Why: The conservative critical-damping target, combined with the second-order model's limitations (it does not capture friction or actuator saturation), made the analytical gains too sluggish for square-wave tracking. Empirical tuning of kp = 8, kd = 3.1, ki = 5 on the actual hardware compensated for these unmodeled effects and met the speed requirement directly.
Bode plots were generated in MATLAB for both the open-loop plant and the PID-compensated open loop. The plant transfer function G(s) = ωn2 / (s2 + 2ζωns + ωn2) was combined with the PID controller C(s) = kp + ki/s + kds, and the margin() function was used to extract gain margins, phase margins, and bandwidth.
| System | Phase Margin | Gain Margin | Bandwidth |
|---|---|---|---|
| Open Loop (plant only) | 3.68° | ∞ | N/A |
| PID Compensated | 87.5° | ∞ | 19.32 rad/s |
The open-loop plant has a phase margin of only 3.68°, placing it right at the edge of instability — consistent with the severe oscillations seen in the open-loop step response. Adding the PID controller drives the phase margin to 87.5°, a dramatic improvement indicating robust stability with ample damping. The gain margin is infinite for both cases because the phase never crosses −180° in the frequency range of interest.
The identified second-order transfer function was converted to state-space form by defining states x1 = y (pitch angle) and x2 = ˙y (pitch rate). The resulting matrices are:
A = [[0, 1], [−ωn2, −2ζωn]] B = [[0], [ωn2]] C = [1, 0] D = [0]
The controllability matrix Pc has determinant −ωn4 ≠ 0 and rank 2, confirming the system is fully controllable. The observability matrix Po = I2×2, so det(Po) = 1 and rank = 2, confirming full observability. Although the system satisfies the necessary conditions for state-feedback control, PID remains the more practical choice here: the plant is simple enough that the additional complexity of a full state observer is not justified.
Manual tuning outperformed model-based design for tracking a square-wave command.
The analytically calculated gains produced 0% overshoot but tracked the command too slowly (tp = 4.64 s vs. 1.18 s for the tuned controller). The second-order model was adequate for linear analysis but missed friction, actuator limits, and higher-order dynamics that empirical tuning naturally compensated for.

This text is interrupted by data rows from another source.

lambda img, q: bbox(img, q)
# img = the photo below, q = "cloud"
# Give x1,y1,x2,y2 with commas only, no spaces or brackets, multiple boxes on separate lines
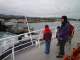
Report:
0,0,80,18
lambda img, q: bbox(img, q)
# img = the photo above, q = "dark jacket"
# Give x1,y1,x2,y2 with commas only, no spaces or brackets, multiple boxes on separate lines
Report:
60,23,69,40
43,28,52,41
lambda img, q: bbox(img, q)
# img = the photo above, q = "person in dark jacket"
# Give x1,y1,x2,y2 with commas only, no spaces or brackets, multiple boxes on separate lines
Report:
56,26,61,46
43,25,52,54
57,16,69,58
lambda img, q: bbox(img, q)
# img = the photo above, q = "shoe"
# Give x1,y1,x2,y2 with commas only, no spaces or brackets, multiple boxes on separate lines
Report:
56,55,63,58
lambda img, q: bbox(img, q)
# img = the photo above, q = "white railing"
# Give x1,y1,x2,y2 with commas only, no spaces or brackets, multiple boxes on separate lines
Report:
0,29,42,60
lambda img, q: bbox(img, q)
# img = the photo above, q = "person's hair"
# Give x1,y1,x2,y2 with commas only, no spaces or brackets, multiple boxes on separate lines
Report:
45,25,49,28
61,16,67,22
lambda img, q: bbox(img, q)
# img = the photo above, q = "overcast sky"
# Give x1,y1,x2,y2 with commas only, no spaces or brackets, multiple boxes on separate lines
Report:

PID compensation transformed a nearly unstable plant into a robustly stable closed loop.
The open-loop Quanser Aero pitch axis had a phase margin of only 3.68° — one small perturbation from instability. Adding the PID controller raised the phase margin to 87.5°, transforming a poorly damped (ζ = 0.0452) system into one with reliable, repeatable square-wave tracking.
Each gain has a distinct, quantifiable trade-off between speed and stability.

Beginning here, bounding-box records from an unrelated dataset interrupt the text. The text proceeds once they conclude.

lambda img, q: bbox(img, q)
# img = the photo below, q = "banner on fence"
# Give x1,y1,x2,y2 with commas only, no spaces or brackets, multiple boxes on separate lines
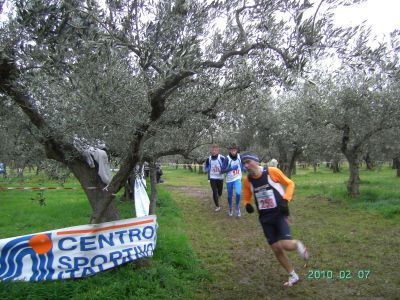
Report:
0,216,157,281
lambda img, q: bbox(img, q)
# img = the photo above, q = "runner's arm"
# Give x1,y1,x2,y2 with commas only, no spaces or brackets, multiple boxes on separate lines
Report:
242,176,253,205
203,157,210,173
221,157,232,174
268,167,294,201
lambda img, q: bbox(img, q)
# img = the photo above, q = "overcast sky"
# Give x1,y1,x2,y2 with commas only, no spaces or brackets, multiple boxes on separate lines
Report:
335,0,400,37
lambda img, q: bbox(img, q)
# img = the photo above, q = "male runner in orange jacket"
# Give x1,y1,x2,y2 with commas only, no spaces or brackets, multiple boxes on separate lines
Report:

Increasing kp alone pushed overshoot past 60%; increasing kd alone pushed peak time past 2.6 s; increasing ki alone caused oscillations at the square-wave transitions. The final tuned combination (kp = 8, kd = 3.1, ki = 5) balanced all three effects to satisfy both speed and damping requirements simultaneously.

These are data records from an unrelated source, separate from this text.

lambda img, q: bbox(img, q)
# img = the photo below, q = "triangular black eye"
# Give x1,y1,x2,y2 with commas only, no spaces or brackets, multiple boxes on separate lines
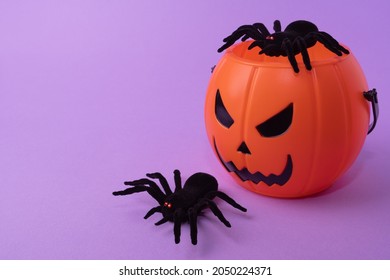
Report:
256,103,294,137
215,89,234,128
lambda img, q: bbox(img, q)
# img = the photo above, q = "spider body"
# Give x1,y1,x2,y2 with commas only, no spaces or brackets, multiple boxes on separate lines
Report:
113,170,246,245
218,20,349,73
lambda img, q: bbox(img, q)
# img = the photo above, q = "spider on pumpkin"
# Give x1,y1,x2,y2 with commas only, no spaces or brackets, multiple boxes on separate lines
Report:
113,170,247,245
218,20,349,73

A second-order step-response model can capture dominant dynamics with <4% error.
The identified transfer function G(s) = 1.27332 / (s2 + 0.10047s + 3.62403) reproduced the hardware step response with 0.14% peak-time error and 3.48% overshoot error. This validates the second-order approximation method as a fast, practical tool for controller pre-design, even when the real plant contains unmodeled nonlinearities.